Vitamin D3 comes from sun exposure, fatty fish, egg yolks, and supplements. Vitamin K2 is found in fermented foods like natto, hard cheeses, and egg yolks. Many people benefit from supplementing both, especially in northern climates where sun exposure is limited for much of the year.

Magnesium

Magnesium plays a less obvious but meaningful role in enamel strength. It incorporates into the spaces between enamel crystals, and research on human primary teeth found that magnesium incorporation increased the nanohardness of enamel by about 20%. It does this partly by refining crystal size and reinforcing the thin surface layer of the tooth. Beyond its direct structural role, magnesium also supports calcium absorption and is involved in hundreds of enzymatic reactions that affect bone and tooth health broadly.

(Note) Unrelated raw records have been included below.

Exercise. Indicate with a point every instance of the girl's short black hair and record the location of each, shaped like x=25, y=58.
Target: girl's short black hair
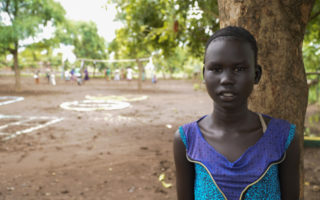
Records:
x=237, y=33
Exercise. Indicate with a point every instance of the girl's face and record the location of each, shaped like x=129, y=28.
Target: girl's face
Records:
x=229, y=72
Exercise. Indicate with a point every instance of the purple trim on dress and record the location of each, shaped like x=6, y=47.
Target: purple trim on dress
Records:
x=233, y=177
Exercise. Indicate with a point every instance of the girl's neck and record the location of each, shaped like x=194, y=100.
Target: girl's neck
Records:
x=226, y=117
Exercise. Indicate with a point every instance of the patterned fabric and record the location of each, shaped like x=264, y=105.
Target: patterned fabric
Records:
x=255, y=173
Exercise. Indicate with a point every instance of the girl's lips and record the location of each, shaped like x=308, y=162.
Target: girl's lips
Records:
x=227, y=96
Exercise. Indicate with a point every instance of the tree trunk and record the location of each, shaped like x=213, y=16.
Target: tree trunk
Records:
x=16, y=68
x=279, y=28
x=140, y=74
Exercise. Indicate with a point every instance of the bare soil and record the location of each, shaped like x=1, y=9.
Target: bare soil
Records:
x=103, y=154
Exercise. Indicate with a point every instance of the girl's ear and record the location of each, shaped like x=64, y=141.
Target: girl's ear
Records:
x=258, y=74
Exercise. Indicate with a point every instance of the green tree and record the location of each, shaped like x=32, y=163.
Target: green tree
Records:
x=21, y=19
x=84, y=37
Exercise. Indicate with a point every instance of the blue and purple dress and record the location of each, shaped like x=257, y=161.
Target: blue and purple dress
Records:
x=253, y=176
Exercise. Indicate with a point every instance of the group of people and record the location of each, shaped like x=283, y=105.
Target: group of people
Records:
x=120, y=74
x=126, y=74
x=50, y=76
x=73, y=75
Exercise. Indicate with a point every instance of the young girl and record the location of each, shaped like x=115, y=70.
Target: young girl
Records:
x=234, y=153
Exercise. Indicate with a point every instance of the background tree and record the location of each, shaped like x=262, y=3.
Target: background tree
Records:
x=21, y=19
x=279, y=28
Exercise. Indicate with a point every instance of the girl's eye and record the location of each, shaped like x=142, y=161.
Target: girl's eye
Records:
x=240, y=68
x=216, y=69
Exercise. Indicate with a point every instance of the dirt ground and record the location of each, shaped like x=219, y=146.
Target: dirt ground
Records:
x=102, y=154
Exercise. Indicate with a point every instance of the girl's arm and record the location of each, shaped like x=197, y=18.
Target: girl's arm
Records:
x=289, y=171
x=184, y=170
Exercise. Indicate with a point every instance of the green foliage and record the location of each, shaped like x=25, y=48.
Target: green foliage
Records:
x=311, y=52
x=21, y=19
x=176, y=29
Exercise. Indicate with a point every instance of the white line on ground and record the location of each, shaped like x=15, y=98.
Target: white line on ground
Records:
x=11, y=99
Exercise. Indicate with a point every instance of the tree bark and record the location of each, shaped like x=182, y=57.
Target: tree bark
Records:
x=16, y=67
x=279, y=28
x=140, y=74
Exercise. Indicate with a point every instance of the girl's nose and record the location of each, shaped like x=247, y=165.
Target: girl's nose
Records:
x=227, y=78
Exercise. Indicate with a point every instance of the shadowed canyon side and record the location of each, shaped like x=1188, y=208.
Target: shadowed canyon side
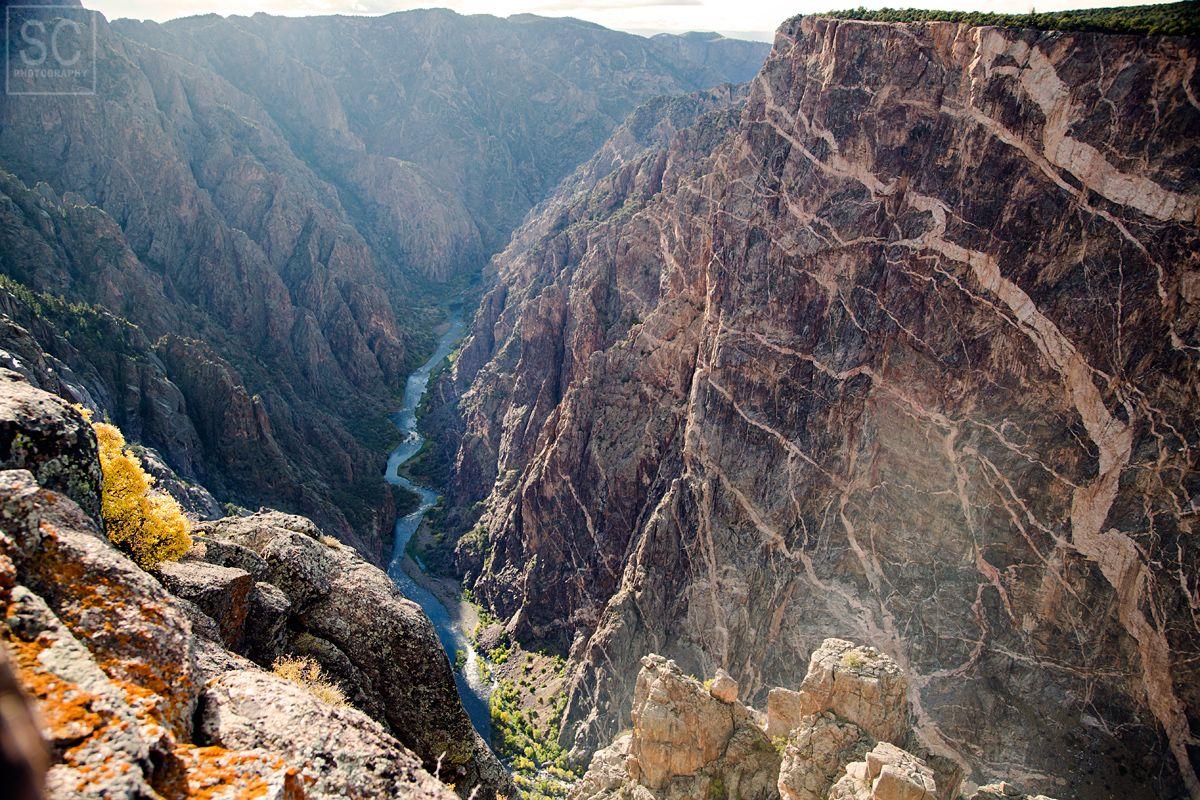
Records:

Good dietary sources include dark leafy greens, pumpkin seeds, almonds, black beans, and dark chocolate. Many adults don’t reach the recommended 310 to 420 mg per day through food alone, making this a supplement worth considering.

Oral Probiotics

The bacteria living in your mouth determine how much acid your teeth are exposed to. Certain probiotic strains can shift that microbial balance in your favor. Lactobacillus reuteri is the most studied oral probiotic: it produces antimicrobial compounds (including one called reuterin) that inhibit the growth of cavity-causing bacteria like Streptococcus mutans and several periodontal pathogens. In a randomized controlled trial, daily oral administration of specific L. reuteri strains for 12 weeks measurably shifted the oral microbiome composition.

Fewer acid-producing bacteria means less time your mouth spends below that critical pH of 5.5, which means less mineral loss and more opportunity for remineralization. Oral probiotics come as lozenges or chewable tablets designed to dissolve slowly in the mouth, giving the beneficial strains time to colonize.

Putting It All Together

The strongest approach combines topical protection with nutritional support. For most people, that looks like brushing with a fluoride or nano-hydroxyapatite toothpaste twice daily, making sure your diet covers calcium, phosphorus, magnesium, vitamin D3, and vitamin K2, and keeping your mouth’s pH favorable by limiting sugary snacking and possibly adding an arginine toothpaste or oral probiotic. A CPP-ACP cream adds another layer if you’re dealing with early signs of weakening enamel like white spots or increased sensitivity.

Teeth can’t regrow once a cavity has fully formed, but the early stages of enamel weakening are reversible. The window for strengthening teeth is wider than most people realize, and everything on this list works by exploiting that window.